Another major piece to the food workshops, which also reflect the fact that a greater number of people want a wider array of healthier choices, is to have classes to teach people healthier ways to cook traditional meals. This can be done in churches, for example, by making certain substitutions without spoiling the recipe or making the taste “boring,” said Ron Fasano, ACTION’s grant developer.

The third phase of the effort is to identify those with diabetes, obesity and other chronic health problems to see if they might be interested in being enrolled in medical-treatment programs, mainly to measure their progress, he said.

Specifically, ACTION plans to survey such people to assess the most pressing health concerns, then tailor nutrition education efforts to the greatest needs based on the results, Fasano said. Members will be given quizzes on healthful eating after each session and a test at the end, with the hope that they also will develop higher confidence in changing their habits, he continued.

“Everybody here has a vested interest in our community,” Fasano said about Sunday’s gathering.

Healthful foods offered at the event included lemon couscous, grilled chicken, marinated vegetables, vegan quinoa soup with kale, marinated grilled tofu, vegan pot pie soup, a chicken fajita bowl and tofu with broccoli and brown rice. Others were a combination of cornbread, salsa, black bean salad and guacamole, courtesy of Trina Williams and Jennie Uplinger, owner and manager, respectively, of A Fresh Wind Catering LLC on the North Side.

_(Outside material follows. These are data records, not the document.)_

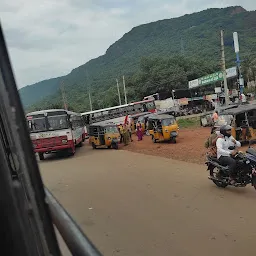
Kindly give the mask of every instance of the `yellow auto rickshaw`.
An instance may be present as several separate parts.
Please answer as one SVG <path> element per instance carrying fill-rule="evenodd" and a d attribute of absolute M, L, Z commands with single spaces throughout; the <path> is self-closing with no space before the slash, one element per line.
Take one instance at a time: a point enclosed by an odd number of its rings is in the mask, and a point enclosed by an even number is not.
<path fill-rule="evenodd" d="M 256 140 L 256 105 L 240 105 L 221 112 L 215 126 L 231 125 L 232 136 L 241 143 Z"/>
<path fill-rule="evenodd" d="M 118 149 L 119 142 L 120 133 L 116 124 L 100 122 L 89 126 L 89 143 L 94 149 L 102 146 Z"/>
<path fill-rule="evenodd" d="M 142 113 L 138 113 L 138 114 L 134 114 L 134 115 L 130 115 L 129 116 L 132 133 L 134 133 L 136 131 L 136 123 L 137 123 L 137 121 L 141 117 L 143 117 L 145 115 L 148 115 L 148 114 L 150 114 L 150 112 L 142 112 Z"/>
<path fill-rule="evenodd" d="M 148 130 L 154 143 L 158 141 L 170 141 L 176 143 L 179 126 L 172 115 L 154 114 L 148 118 Z"/>

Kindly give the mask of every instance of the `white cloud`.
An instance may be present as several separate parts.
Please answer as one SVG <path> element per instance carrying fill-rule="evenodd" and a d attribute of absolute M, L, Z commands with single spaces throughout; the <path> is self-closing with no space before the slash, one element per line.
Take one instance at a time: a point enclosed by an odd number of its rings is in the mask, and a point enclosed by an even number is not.
<path fill-rule="evenodd" d="M 133 26 L 255 0 L 1 0 L 0 17 L 19 87 L 65 75 Z"/>

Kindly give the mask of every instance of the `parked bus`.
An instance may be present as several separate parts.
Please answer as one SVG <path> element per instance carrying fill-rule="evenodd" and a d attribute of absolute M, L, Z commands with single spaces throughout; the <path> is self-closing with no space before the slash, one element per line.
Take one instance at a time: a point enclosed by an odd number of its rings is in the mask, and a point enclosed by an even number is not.
<path fill-rule="evenodd" d="M 86 138 L 81 114 L 64 109 L 48 109 L 26 115 L 34 152 L 40 160 L 44 154 L 66 151 L 75 154 L 75 147 L 82 146 Z"/>
<path fill-rule="evenodd" d="M 111 120 L 116 124 L 122 123 L 124 117 L 127 115 L 134 115 L 142 112 L 151 112 L 156 111 L 155 100 L 143 100 L 138 102 L 133 102 L 125 105 L 115 106 L 111 108 L 104 108 L 94 111 L 89 111 L 82 113 L 85 124 L 93 124 L 101 121 Z"/>

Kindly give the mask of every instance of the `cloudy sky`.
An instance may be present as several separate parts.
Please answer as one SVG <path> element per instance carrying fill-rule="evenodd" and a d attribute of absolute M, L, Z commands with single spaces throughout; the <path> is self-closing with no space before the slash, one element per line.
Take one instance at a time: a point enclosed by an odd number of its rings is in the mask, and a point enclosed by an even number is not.
<path fill-rule="evenodd" d="M 255 0 L 0 0 L 0 18 L 19 87 L 69 73 L 132 27 Z"/>

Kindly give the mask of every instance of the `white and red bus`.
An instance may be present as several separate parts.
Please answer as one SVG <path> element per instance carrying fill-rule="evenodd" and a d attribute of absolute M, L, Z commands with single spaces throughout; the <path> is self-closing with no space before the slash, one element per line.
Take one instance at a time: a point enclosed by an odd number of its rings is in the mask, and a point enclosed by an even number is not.
<path fill-rule="evenodd" d="M 134 115 L 142 112 L 156 112 L 155 99 L 142 100 L 125 105 L 104 108 L 82 113 L 85 124 L 93 124 L 101 121 L 111 120 L 113 123 L 123 123 L 128 115 Z"/>
<path fill-rule="evenodd" d="M 40 160 L 44 154 L 67 151 L 75 154 L 76 146 L 81 147 L 86 130 L 81 114 L 64 109 L 47 109 L 26 115 L 34 151 Z"/>

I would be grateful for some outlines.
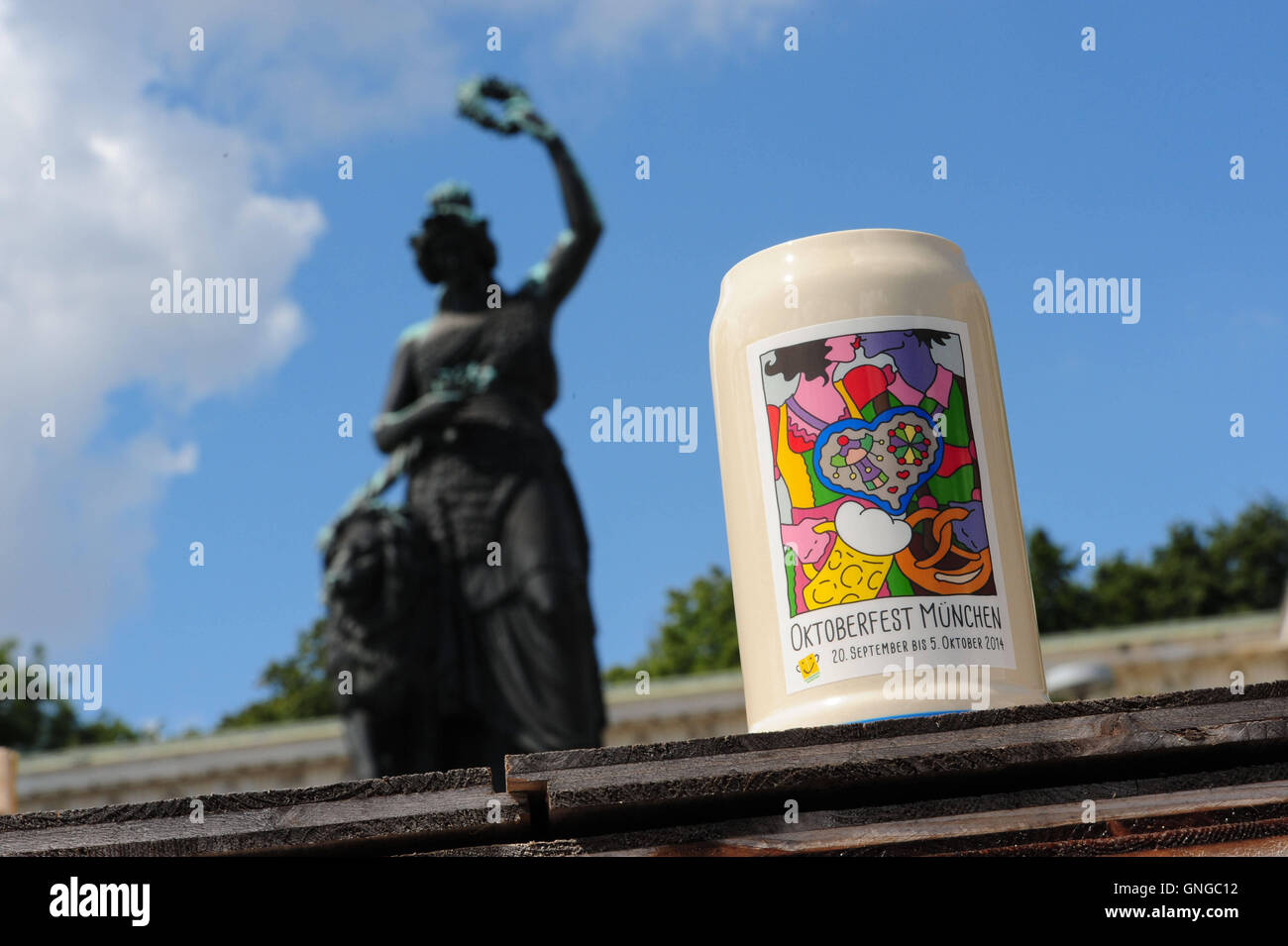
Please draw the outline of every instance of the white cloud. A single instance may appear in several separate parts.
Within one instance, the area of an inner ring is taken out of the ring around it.
[[[841,503],[836,511],[836,534],[850,548],[866,555],[894,555],[912,541],[912,529],[905,521],[857,502]]]
[[[533,76],[555,49],[583,72],[657,42],[728,48],[781,32],[784,5],[504,0],[541,41],[498,71]],[[325,221],[265,175],[448,116],[486,26],[465,0],[0,0],[0,637],[82,642],[146,592],[157,505],[200,456],[166,441],[165,414],[274,371],[307,332],[289,287]],[[174,269],[258,278],[259,320],[155,315],[151,282]],[[124,389],[160,416],[104,448]]]
[[[179,412],[274,369],[304,335],[286,288],[323,229],[313,201],[256,189],[256,142],[140,94],[147,57],[108,57],[98,24],[0,5],[0,637],[50,645],[146,591],[152,515],[198,462],[156,430],[95,441],[108,395]],[[176,268],[258,277],[259,322],[155,315],[151,282]]]

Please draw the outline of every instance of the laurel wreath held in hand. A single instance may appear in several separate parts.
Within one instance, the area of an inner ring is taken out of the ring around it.
[[[500,113],[488,107],[489,99],[501,103]],[[554,136],[554,129],[540,118],[532,108],[528,93],[504,79],[487,76],[462,82],[456,90],[456,103],[460,115],[502,135],[527,131],[542,140]]]

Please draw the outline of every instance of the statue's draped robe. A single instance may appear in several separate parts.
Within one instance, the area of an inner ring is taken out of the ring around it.
[[[428,629],[443,768],[501,772],[505,753],[599,745],[604,726],[586,529],[542,420],[558,396],[550,315],[524,292],[440,313],[395,359],[386,412],[491,369],[486,390],[422,431],[407,490],[450,571]]]

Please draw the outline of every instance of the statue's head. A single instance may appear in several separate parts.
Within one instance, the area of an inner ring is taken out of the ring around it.
[[[428,199],[430,214],[411,238],[421,274],[431,283],[491,282],[496,245],[487,220],[474,212],[470,189],[448,180]]]

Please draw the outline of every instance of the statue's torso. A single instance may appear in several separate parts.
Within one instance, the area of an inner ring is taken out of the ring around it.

Also available was line dancing, massages, yoga, blood-pressure screenings and reiki, a form of alternative medicine called energy healing.

In addition, the “Healthier YOU” program provided information and pamphlets on bicycle safety, area farmers markets, nutrition education, safe sex, job-skills workshops, baby sitter safety trainings, pregnancy testing, health screenings and religious offerings.